Quien haya estado en La Habana aprenderá que ningún habitante recibe los derechos que cualquier turista de ton y son goza mientras se tuesta en las playas de Varadero o bebe ron en la conocida sala del Tropicana abierta a todo excursionista dolarizado.

  • RAFAEL DEL NARANCO

25/07/2021 05:15 am

La actual situación de Cuba nos lleva a esa heredad que atrapa el espíritu y transfiere consonancias tropicales desgarradas. Para quien camine una vez sobre la isla, será ya imposible que la olvide. Ella posee la generosidad a flor de piel, la sonrisa convertida en brisa, mientras el afecto natural de sus habitantes germina en una insondable irisación de profundo apego.

En La Habana, a partir de la llegada de Fidel y sus guerrilleros –hace más de 60 años- , y en el resto de las ciudades y pueblecitos de la isla, partiendo de Guanahacabibes hasta más allá de Sierra Maestra, la aparente dignidad se encierra en recibir consignas revolucionarias como si el mundo no hubiera cambiado, mientras se sigue escuchando una y otra vez “Patria... o muerte”, algo que los antiguos descendientes de los mambises dicen, con juicio, ser un pleonasmo.

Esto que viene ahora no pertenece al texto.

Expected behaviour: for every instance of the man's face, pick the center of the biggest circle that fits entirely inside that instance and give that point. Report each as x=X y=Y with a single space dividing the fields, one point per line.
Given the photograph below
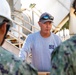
x=45 y=27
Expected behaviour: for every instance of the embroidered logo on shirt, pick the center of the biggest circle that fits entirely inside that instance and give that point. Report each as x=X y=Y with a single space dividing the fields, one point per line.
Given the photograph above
x=51 y=46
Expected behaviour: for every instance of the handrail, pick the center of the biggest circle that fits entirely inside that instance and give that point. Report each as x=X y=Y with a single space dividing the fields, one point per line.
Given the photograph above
x=22 y=26
x=25 y=21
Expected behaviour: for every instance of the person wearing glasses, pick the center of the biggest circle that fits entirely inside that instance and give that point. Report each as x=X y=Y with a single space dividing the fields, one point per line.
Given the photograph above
x=41 y=44
x=10 y=64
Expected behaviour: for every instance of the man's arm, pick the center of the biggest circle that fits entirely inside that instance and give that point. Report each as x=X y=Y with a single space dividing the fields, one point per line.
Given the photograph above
x=61 y=60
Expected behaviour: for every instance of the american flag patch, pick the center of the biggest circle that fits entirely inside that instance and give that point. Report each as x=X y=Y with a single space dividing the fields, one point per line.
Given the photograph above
x=51 y=46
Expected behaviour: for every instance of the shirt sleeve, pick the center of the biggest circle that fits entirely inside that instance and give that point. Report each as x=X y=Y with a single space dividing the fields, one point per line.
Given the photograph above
x=62 y=60
x=26 y=48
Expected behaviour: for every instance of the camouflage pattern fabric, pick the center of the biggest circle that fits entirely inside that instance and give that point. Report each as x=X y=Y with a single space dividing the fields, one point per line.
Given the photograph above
x=64 y=58
x=12 y=65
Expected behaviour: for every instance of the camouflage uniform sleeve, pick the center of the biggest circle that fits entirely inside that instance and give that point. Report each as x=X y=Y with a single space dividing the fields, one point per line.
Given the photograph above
x=63 y=59
x=13 y=65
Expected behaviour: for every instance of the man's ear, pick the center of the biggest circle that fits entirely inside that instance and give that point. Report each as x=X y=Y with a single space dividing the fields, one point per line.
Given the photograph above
x=3 y=29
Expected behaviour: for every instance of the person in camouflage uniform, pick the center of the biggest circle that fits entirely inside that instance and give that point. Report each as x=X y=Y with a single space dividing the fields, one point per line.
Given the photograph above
x=9 y=63
x=64 y=58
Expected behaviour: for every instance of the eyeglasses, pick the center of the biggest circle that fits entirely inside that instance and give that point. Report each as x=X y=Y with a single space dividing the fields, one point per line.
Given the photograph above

La pasada semana como ya es sabido, cientos de cubanos, cansados de tantas décadas de oprobios, salieron a las calles de La Habana y otras ciudades del país, requiriendo libertad, una emancipación que el castrismo ha cerrado a cal y canto, y cuyos anhelos han sido lanzados a las profundidades del Golfo de Florida, ese mar culpable de haberse ahogado docenas de soñadores en busca de las costas de Florida.

El bembón de piel carbonífera Nicolás Guillén, en versos marcados en compases de sóngoro y hablando “inglé”, lo marcó con palmera carbonizada: “¡Ay Cuba, si te dijera, yo que te conozco tanto bajo tu risa ligera!”.

Al unísono, el general mambí Antonio Maceo –héroe de la isla que se muerde la cola– sellaba estas palabras sobre el tronco de un cocotero erguido: “La libertad no se pide, se conquista a golpe de machete”.

Ahora ese valor está pulverizado, arrastrado sobre un conformismo que se volvió amarga rutina envuelta en desengaños.

Quien haya estado en La Habana aprenderá que ningún habitante recibe los derechos que cualquier turista de ton y son goza mientras se tuesta en las playas de Varadero o bebe ron en la conocida sala del Tropicana abierta a todo excursionista dolarizado.

Alejo Carpentier expresaba que La Habana “es una litografía alicaída y anticuada, reflejo de la más lúgubre expresión del colectivismo comunista”. Esas palabras muestran la forma en la que se ha ido hundiendo una ciudad que ha sido admiración del continente por su arquitectura, y que los “barbudos de la sierra” han dejado al fresco de un decadente meandro

Aun así, el pueblo cubano canturrea, ansía, susurra y sigue las predicciones jamás cumplidas de sus babalaos a las puertas de las desvencijadas viviendas, con el mismo garbo e impavidez que sale con una bolsa de plástico a buscar algo de conseguir por esas calles que agarrotan el anhelo hasta el cansancio, al ritmo esclavista de “Patria, socialismo o muerte”.

Cuando el 8 de enero de 1959 llegó Fidel Castro a La Habana, una semana después de haber triunfado su revolución en Sierra Maestra, alguien le preguntó al inmenso malecón de luz, salitre e historia, como quería ser llamado tras el triunfo de los barbudos: ¿Señor o compañero?

El gran paseo respondió:

-Señor, pues tengo más tiempo de vida como amo de mí mismo que ahora como camarada barbiluengo.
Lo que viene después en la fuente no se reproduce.